Note: Figure 2 was pulled from Christoph Kirst's diploma thesis, Dynamics of Pulse-Coupled Neuronal Oscillators with Partial Reset. Figure 1 was a (rather shoddy) edit of Figure 2 that I made over the weekend using GIMP.


Anonymous said...

I am glad it went well and that the audience was not sleeping. Better that they spot your errors than that they are not concerned about whether you make any. As to the explanation: no wonder I had problem with Einstein's paper on relativity (or at least a "popular" publication of it) and Hawking's book on spade.

Mozglubov said...

As to the explanation: no wonder I had problem with Einstein's paper on relativity (or at least a "popular" publication of it) and Hawking's book on spade.

I take it that you are inferring my explanation wasn't exactly intelligible? I admit it was harder to write without referring to equations than I anticipated, and there were certain concepts common in mathematics (particularly linear algebra and, obviously, dynamical systems) that I referred to without always a full explanation (like a feature space). If there is anything in particular that you got hung up on, send me an email and I'll see if I get a chance to address it.

jbrydle said...

For a minute I was afraid this was going to turn into a law blog.

I love this post!
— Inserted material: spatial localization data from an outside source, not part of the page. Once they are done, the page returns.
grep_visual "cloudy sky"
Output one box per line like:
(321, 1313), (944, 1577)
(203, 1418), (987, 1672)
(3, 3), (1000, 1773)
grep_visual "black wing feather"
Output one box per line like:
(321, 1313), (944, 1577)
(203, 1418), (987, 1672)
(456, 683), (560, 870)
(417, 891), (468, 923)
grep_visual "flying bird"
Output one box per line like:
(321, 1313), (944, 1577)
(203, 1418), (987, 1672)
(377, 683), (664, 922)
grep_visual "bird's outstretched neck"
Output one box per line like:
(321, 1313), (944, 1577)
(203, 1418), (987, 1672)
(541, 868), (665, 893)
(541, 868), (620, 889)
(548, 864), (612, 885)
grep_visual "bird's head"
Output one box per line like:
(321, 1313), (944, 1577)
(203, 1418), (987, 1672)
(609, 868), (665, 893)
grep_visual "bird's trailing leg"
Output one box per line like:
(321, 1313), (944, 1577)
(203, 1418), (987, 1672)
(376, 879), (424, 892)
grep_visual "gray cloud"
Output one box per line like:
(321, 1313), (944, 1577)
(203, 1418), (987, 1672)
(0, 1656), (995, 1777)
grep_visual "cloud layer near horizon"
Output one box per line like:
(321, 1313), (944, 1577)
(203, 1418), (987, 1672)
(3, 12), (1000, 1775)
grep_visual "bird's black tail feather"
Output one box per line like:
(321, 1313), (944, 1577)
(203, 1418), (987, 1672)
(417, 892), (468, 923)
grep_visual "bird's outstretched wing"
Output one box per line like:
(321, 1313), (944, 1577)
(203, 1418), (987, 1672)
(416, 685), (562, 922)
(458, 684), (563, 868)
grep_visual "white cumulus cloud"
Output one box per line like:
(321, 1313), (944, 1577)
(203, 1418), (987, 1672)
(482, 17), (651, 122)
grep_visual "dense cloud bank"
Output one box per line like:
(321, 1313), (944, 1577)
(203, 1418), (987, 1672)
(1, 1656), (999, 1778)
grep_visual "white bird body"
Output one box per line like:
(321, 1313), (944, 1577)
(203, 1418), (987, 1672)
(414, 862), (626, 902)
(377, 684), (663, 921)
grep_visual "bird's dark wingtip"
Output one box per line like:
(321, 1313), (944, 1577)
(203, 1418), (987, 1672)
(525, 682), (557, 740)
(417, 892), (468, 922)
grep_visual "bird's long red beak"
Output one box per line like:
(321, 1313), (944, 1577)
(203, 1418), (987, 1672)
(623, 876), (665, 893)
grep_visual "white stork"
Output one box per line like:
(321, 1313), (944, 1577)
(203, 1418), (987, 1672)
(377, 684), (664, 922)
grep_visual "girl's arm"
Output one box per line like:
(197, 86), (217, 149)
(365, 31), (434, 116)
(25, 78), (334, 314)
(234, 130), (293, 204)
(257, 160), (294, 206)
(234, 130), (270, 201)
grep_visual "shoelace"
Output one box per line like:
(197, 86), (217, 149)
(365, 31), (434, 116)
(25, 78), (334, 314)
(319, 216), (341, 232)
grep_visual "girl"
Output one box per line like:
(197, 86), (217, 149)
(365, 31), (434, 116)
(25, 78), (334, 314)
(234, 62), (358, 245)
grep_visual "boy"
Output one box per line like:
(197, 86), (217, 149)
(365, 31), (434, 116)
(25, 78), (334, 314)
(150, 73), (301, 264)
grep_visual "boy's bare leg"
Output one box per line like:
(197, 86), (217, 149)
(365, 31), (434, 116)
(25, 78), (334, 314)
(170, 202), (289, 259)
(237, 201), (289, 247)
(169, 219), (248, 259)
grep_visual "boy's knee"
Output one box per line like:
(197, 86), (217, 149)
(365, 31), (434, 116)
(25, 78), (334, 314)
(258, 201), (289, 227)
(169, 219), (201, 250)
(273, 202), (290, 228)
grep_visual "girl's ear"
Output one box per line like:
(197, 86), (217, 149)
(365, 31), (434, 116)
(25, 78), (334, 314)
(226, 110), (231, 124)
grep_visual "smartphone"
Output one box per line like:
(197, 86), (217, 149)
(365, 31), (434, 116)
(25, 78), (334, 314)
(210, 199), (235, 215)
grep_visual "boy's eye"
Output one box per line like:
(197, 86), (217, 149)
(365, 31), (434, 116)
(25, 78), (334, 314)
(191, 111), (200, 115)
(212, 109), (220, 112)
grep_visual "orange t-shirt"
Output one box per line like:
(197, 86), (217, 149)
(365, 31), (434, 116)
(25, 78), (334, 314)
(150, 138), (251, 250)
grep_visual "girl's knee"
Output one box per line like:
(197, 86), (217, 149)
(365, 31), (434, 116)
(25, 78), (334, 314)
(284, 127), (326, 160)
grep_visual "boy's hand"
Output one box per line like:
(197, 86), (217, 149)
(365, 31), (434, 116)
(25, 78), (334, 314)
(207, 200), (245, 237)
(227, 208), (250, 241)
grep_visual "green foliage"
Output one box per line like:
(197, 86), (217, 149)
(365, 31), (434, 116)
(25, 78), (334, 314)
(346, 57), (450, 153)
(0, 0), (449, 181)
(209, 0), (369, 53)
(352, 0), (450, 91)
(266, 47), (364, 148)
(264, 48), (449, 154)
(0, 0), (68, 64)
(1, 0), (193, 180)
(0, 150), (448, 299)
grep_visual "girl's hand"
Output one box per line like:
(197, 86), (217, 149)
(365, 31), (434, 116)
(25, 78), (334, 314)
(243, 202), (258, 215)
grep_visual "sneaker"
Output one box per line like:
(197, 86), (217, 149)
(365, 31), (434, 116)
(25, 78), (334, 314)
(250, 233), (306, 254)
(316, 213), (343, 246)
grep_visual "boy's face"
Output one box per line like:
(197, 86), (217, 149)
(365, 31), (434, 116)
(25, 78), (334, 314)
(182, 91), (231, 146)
Very well explained. My goal for the next week is to work the word isochron into an everyday conversation involving something that resembles a stable periodic limit cycle.

Interesting note: I have a physics background, and I've always found the 2π convention to be more elegant, if not immediately intuitive.

Mozglubov said...

Haha, no, not a law blog... I'm glad you liked this post, though! I thought it was interesting, too... since writing this I have also been tossing around in my head another post about applied mathematics in general, so we'll see if that ever gets written.

I did know you have a physics background, although I think it is funny that leads you to finding the 2π convention more intuitive/elegant. I will have to ask some other physicists... I know the Ph.D. student I'm working with has a physics background, but I think he also prefers the 0 to 1 formulation. I find the 0 to 1 formulation more intuitive because I think of it more from a probabilistic/statistical perspective. I guess if think of it more as a physical wave or other such oscillatory system, then 2π is better.

Anyway, good luck with fitting isochron into your conversation. I will be impressed.

Kim said...

There may be something to the idea of a law blog. Specifically, Bob Loblaw's Law Blog. Scott Baio would be honoured.